Przeciętna kondycja finansowa raciborskiego szpitala. Dyrekcja liczy na wsparcie powiatu

Na najbliższej sesji radni powiatowi zapoznają się z raportem przygotowanym przez dyrekcję raciborskiego szpitala dotyczącym sytuacji ekonomiczno-finansowej placówki za poprzedni rok. Nie od dziś wiadomo, co często przyznaje sam dyrektor Ryszard Rudnik, że kondycja majątkowa lecznicy przy Gamowskiej nie należy do najlepszych. Ostatnie sprawozdanie wskazuje jednak na to, że w najbliższych latach sytuacja może ulec poprawie.

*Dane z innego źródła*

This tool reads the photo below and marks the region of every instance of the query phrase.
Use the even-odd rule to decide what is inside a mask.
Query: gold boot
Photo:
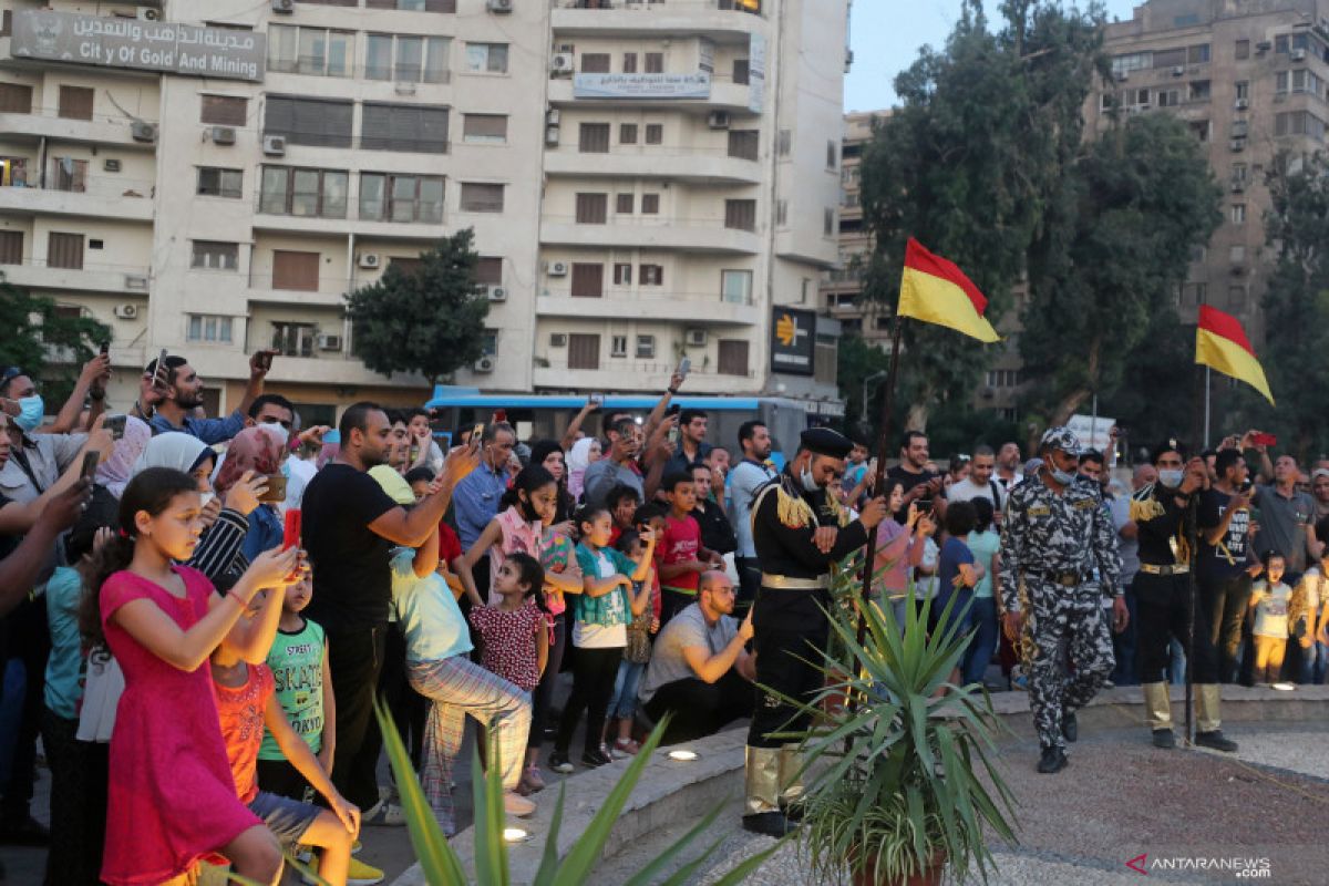
[[[1168,699],[1167,683],[1146,683],[1140,689],[1144,692],[1144,719],[1154,732],[1154,747],[1175,748],[1172,701]]]

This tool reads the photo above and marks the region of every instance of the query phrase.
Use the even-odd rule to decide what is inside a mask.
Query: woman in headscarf
[[[218,469],[213,486],[218,495],[225,495],[246,476],[266,477],[280,470],[280,438],[263,425],[246,428],[227,446],[226,460]],[[282,518],[276,513],[276,505],[260,503],[250,513],[249,523],[241,553],[253,563],[263,551],[282,545]]]

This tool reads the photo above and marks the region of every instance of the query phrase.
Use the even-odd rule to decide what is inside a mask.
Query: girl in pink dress
[[[88,596],[84,630],[94,639],[105,632],[125,672],[101,869],[112,886],[162,883],[213,854],[262,883],[282,871],[276,840],[235,794],[207,656],[260,588],[284,587],[299,551],[266,551],[222,596],[201,573],[175,565],[194,553],[199,511],[189,474],[140,473],[120,499],[120,535],[89,582],[100,590]]]

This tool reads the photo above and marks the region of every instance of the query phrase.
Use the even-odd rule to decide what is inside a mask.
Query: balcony
[[[545,246],[621,250],[686,250],[690,252],[758,255],[762,236],[724,227],[722,219],[615,217],[607,224],[578,224],[571,215],[545,215],[540,222]]]
[[[5,189],[9,190],[9,189]],[[150,270],[137,264],[84,263],[81,268],[54,267],[45,260],[0,264],[5,283],[61,292],[109,292],[146,298]]]
[[[641,37],[647,32],[734,43],[764,33],[766,13],[735,9],[740,5],[735,0],[556,0],[550,24],[560,37]]]
[[[536,299],[542,317],[686,321],[690,325],[758,325],[763,312],[752,304],[724,302],[715,292],[678,292],[642,287],[637,292],[607,292],[603,298],[573,298],[567,290]]]
[[[0,187],[0,213],[152,222],[153,187],[150,181],[121,175],[80,177],[60,187],[15,185]]]
[[[581,153],[570,145],[545,153],[545,171],[578,178],[668,178],[698,185],[762,183],[762,165],[732,157],[727,147],[615,145],[610,153]]]

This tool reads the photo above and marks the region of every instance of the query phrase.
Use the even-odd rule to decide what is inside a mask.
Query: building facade
[[[272,347],[307,418],[419,402],[354,357],[344,295],[472,227],[459,384],[654,391],[687,356],[698,392],[835,397],[837,327],[805,317],[848,0],[0,9],[0,271],[110,325],[117,367],[185,355],[223,410]]]

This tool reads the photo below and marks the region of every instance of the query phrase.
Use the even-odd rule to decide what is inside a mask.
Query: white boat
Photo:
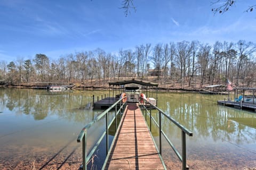
[[[127,96],[127,101],[138,103],[140,97],[140,85],[128,84],[125,86],[124,92]]]
[[[256,96],[245,96],[244,98],[243,98],[243,102],[247,102],[247,103],[256,103]]]

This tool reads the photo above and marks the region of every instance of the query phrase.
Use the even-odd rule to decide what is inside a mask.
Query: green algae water
[[[82,129],[102,110],[92,109],[92,95],[108,91],[0,89],[0,169],[77,169],[82,163]],[[187,137],[190,169],[246,169],[256,167],[256,114],[218,105],[226,96],[160,93],[158,106],[193,132]],[[156,111],[153,115],[159,118]],[[90,129],[91,147],[104,130],[105,120]],[[181,152],[181,132],[167,120],[162,129]],[[158,134],[153,127],[158,143]],[[181,164],[163,140],[167,169]],[[104,144],[103,144],[104,146]],[[93,160],[100,169],[100,147]]]

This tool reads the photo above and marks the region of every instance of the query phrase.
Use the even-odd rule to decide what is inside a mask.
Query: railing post
[[[122,118],[121,101],[119,102],[119,114],[120,114],[120,122],[121,122],[121,118]]]
[[[116,119],[116,130],[117,130],[117,117],[116,117],[116,113],[117,112],[117,105],[116,105],[115,107],[115,118]]]
[[[86,130],[85,130],[83,138],[83,170],[87,169],[86,166]]]
[[[94,105],[94,95],[92,96],[92,105]]]
[[[181,131],[181,138],[182,143],[182,170],[187,169],[187,158],[186,152],[186,133],[182,130]]]
[[[159,112],[159,143],[160,145],[159,151],[162,155],[162,123],[161,123],[161,112]]]
[[[106,114],[106,154],[108,154],[108,112]]]
[[[150,123],[149,123],[149,129],[150,129],[150,132],[151,132],[151,104],[150,104]]]
[[[146,116],[146,122],[147,122],[147,101],[145,101],[145,116]]]

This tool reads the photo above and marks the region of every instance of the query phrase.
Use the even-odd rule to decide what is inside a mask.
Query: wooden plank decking
[[[105,169],[164,169],[138,104],[129,103]]]

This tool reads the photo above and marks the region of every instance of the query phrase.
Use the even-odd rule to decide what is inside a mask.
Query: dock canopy
[[[109,86],[111,86],[111,85],[120,86],[120,85],[125,85],[127,84],[131,84],[131,83],[140,84],[140,85],[145,86],[155,86],[155,87],[158,86],[158,84],[156,83],[153,83],[149,81],[140,80],[135,80],[135,79],[126,80],[118,80],[118,81],[111,81],[108,82],[108,84],[109,84]]]
[[[222,85],[222,84],[217,84],[217,85],[210,85],[208,86],[205,86],[205,88],[212,88],[212,87],[226,87],[225,85]]]

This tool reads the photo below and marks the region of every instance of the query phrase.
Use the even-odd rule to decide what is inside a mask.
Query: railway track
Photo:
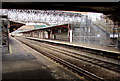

Jest tylko jeden, niezależny od lecznicy warunek. Pomocną dłoń musi wyciągnąć organ założycielski, czyli powiat. Należy rozumieć przez to m.in. pokrycie wszelkich strat oraz umorzenie pożyczek. Dyrektor Ryszard Rudnik podkreśla w raporcie ogromną rolę jaką odgrywa jednostka samorządowa.
Zauważa, że samodzielny publiczny zakład opieki zdrowotnej nie jest placówką nastawioną na osiąganie zysku, a jego celem jest równoważene kosztów z przychodami. Ocenia ponadto, że obecny rok jest trudniejszy pod kątem ekonomicznym od poprzedniego, choćby z uwagi na niestabilną płynność finansową spowodowaną ujemnym wynikiem za rok 2017, który zostanie pokryty z kapitału zapasowego lecznicy. - Szpital liczy w związku z tym na dodatkowe wsparcie organu tworzącego w utrzymaniu tej płynności, poprzez zgodę na cesję wierzytelności lub udzielenie i umorzenie kolejnej pożyczki - czytamy w dokumencie.